We describe an efficient algorithm for protein backbone structure determination from solution Nuclear Magnetic Resonance (NMR) data. A key feature of our algorithm is that it finds the conformation and orientation of secondary structure elements as well as the global fold in polynomial time. This is the first polynomial-time algorithm for de novo high-resolution biomacromolecular structure determination using experimentally recorded data from either NMR spectroscopy or X-ray crystallography. Previous algorithmic formulations of this problem focused on using local distance restraints from NMR (e.g., nuclear Overhauser effect [NOE] restraints) to determine protein structure. This approach has been shown to be NP-hard, essentially due to the local nature of the constraints.
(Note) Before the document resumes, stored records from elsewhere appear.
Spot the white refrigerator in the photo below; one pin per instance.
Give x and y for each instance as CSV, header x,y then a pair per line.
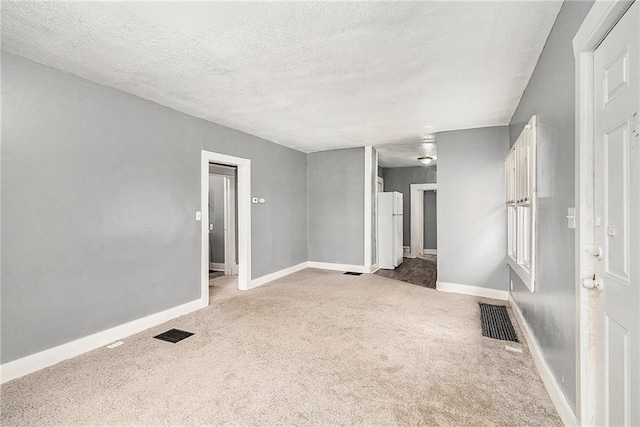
x,y
389,230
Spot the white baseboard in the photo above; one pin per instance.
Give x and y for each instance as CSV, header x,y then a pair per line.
x,y
557,397
342,267
472,290
277,274
372,268
216,266
35,362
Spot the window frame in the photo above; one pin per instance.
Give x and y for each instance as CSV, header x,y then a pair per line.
x,y
521,203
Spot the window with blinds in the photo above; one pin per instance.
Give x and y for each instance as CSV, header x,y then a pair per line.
x,y
521,203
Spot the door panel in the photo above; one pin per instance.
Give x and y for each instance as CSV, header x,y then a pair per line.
x,y
617,231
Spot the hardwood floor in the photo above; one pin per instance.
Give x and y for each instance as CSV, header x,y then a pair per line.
x,y
417,271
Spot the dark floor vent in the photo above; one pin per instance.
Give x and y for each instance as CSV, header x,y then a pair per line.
x,y
496,323
173,335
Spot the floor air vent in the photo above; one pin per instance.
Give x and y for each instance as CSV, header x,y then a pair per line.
x,y
496,323
173,335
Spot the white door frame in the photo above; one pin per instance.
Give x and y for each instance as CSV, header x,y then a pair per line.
x,y
230,266
244,218
369,159
417,216
604,14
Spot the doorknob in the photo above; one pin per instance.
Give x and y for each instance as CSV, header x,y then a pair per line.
x,y
592,283
598,253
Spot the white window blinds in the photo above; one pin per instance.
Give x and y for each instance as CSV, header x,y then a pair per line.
x,y
521,203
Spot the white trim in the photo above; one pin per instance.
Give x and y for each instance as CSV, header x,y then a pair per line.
x,y
557,396
368,204
602,16
230,226
343,267
244,219
216,266
277,275
472,290
375,209
34,362
417,216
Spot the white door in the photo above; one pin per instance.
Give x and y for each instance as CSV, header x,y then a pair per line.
x,y
398,240
617,225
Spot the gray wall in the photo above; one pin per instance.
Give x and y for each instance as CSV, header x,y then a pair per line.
x,y
472,238
216,217
430,228
551,309
400,180
336,206
119,180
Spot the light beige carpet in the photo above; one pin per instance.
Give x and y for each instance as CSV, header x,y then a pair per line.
x,y
314,348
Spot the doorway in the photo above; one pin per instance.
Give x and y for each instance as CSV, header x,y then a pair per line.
x,y
424,228
243,214
222,220
607,55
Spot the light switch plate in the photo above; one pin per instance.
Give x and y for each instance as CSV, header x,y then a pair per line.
x,y
571,218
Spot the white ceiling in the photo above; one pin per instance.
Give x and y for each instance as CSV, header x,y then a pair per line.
x,y
308,75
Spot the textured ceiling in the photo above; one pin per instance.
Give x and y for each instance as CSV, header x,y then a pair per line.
x,y
308,75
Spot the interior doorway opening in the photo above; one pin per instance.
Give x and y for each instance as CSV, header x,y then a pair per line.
x,y
424,222
223,233
243,219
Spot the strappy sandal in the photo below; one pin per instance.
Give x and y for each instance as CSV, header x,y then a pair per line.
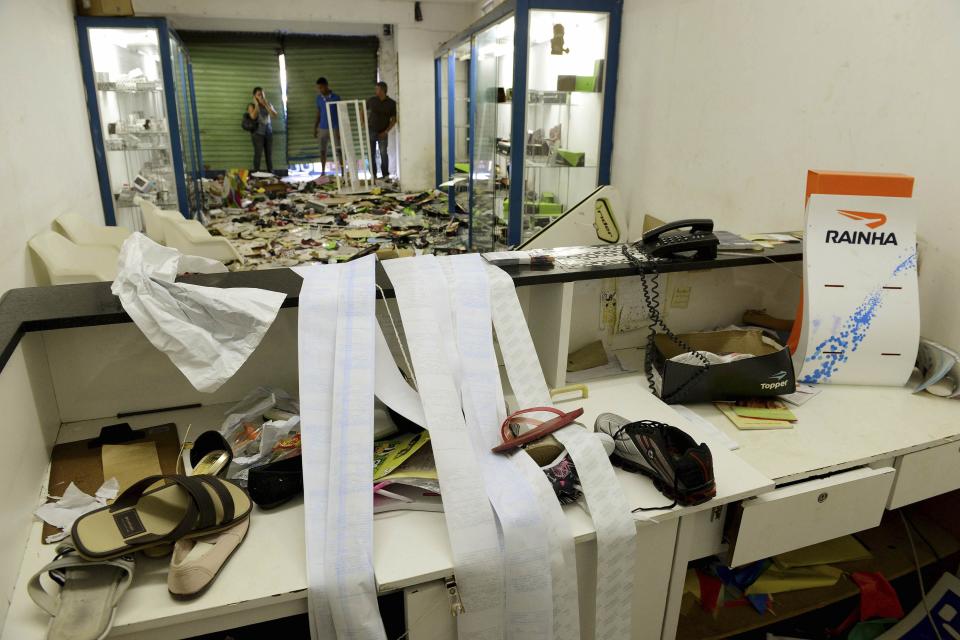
x,y
86,604
184,507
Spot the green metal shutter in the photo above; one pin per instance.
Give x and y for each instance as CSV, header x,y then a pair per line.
x,y
226,68
348,63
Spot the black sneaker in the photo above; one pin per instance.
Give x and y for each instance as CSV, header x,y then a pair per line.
x,y
681,469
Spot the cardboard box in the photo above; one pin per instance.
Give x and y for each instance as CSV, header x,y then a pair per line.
x,y
105,7
768,373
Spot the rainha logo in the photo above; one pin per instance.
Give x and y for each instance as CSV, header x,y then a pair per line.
x,y
871,220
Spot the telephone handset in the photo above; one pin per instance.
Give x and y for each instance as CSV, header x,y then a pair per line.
x,y
671,239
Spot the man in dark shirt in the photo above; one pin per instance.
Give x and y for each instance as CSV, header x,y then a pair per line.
x,y
322,128
381,118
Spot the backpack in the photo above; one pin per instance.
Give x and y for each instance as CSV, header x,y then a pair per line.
x,y
248,123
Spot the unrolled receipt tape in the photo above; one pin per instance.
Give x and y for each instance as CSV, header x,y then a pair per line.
x,y
471,525
337,374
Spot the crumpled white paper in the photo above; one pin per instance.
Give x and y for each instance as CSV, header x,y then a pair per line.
x,y
207,332
74,503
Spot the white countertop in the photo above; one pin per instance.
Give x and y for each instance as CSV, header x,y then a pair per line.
x,y
266,577
842,427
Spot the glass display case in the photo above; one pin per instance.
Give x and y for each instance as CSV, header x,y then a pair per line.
x,y
142,117
542,88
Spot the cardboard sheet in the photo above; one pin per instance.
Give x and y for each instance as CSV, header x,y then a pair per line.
x,y
130,462
79,463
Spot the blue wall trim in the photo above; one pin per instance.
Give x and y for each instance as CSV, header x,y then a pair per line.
x,y
93,115
196,135
520,9
610,92
173,119
499,12
93,109
451,139
518,132
438,122
471,128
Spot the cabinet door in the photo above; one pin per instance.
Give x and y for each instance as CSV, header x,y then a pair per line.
x,y
808,512
927,473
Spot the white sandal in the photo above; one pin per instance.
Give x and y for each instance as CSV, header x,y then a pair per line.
x,y
86,604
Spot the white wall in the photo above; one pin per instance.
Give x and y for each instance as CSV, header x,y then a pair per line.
x,y
46,167
723,106
415,43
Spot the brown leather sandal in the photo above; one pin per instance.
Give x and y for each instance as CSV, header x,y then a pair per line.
x,y
184,507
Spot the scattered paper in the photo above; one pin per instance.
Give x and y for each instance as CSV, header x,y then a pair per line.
x,y
706,426
73,504
207,332
750,424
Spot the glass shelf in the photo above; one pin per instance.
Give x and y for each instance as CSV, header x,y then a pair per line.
x,y
113,87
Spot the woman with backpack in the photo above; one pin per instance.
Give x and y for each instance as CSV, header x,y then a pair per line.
x,y
257,123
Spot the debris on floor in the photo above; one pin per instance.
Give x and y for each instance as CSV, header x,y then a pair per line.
x,y
279,223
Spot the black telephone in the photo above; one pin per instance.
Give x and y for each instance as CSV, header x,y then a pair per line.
x,y
661,243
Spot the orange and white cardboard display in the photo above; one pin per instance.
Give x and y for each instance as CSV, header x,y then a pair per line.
x,y
859,321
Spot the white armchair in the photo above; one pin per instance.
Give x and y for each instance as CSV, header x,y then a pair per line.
x,y
81,231
67,262
188,236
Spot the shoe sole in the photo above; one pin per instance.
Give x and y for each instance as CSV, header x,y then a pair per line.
x,y
196,594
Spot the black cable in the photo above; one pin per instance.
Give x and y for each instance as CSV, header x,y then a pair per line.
x,y
651,297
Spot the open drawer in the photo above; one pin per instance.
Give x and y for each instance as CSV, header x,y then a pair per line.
x,y
806,513
927,473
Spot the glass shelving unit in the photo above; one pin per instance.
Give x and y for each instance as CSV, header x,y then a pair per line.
x,y
142,117
542,85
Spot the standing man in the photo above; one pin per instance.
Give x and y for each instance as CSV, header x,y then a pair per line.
x,y
381,118
321,128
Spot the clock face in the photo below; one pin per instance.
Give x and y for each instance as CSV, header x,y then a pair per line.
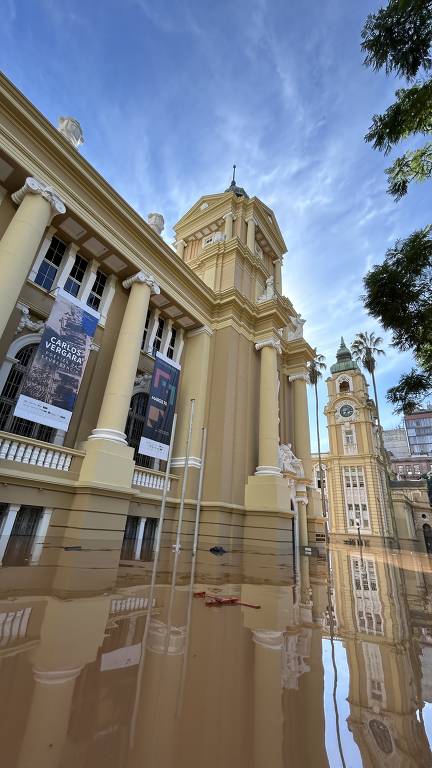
x,y
346,411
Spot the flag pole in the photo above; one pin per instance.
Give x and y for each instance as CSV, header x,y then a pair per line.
x,y
193,569
152,584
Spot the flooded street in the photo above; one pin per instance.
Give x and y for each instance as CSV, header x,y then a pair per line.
x,y
262,661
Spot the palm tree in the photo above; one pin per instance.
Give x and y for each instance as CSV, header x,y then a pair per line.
x,y
365,348
315,369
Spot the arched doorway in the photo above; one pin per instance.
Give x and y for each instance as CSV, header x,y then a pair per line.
x,y
427,533
10,394
20,544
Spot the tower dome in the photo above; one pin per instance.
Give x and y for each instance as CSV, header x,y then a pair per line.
x,y
344,361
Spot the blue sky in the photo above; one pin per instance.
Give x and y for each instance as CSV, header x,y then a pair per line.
x,y
170,94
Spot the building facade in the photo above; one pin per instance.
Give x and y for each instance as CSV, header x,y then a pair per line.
x,y
214,305
361,498
419,430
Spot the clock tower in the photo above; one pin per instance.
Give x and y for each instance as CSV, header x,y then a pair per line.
x,y
357,492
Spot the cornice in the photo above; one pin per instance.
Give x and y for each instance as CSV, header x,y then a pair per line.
x,y
118,223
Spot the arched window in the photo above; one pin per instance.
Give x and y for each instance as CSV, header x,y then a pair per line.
x,y
9,396
427,533
135,426
382,736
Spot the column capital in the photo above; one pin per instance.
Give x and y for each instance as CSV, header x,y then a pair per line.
x,y
274,343
142,277
36,187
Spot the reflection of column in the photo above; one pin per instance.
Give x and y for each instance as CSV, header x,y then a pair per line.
x,y
119,388
250,236
268,721
38,203
140,534
6,527
268,458
40,534
48,720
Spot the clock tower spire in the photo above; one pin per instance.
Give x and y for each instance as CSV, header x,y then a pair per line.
x,y
358,498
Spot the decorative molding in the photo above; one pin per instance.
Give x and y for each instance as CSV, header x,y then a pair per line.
x,y
26,320
142,277
288,462
297,333
269,292
180,461
274,343
36,187
198,331
108,434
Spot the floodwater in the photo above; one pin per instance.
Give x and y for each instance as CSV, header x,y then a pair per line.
x,y
262,660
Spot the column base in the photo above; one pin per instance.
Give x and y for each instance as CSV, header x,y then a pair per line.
x,y
268,493
107,463
267,470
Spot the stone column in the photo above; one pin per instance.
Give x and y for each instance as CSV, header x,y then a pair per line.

In practice, approaches such as molecular dynamics and simulated annealing, which lack both combinatorial precision and guarantees on running time and solution quality, are used routinely for structure determination. We show that residual dipolar coupling (RDC) data, which gives global restraints on the orientation of internuclear bond vectors, can be used in conjunction with very sparse NOE data to obtain a polynomial-time algorithm for structure determination. Furthermore, an implementation of our algorithm has been applied to six different real biological NMR data sets recorded for three proteins. Our algorithm is combinatorially precise, polynomialtime, and uses much less NMR data to produce results that are as good or better than previous approaches in terms of accuracy of the computed structure as well as running time.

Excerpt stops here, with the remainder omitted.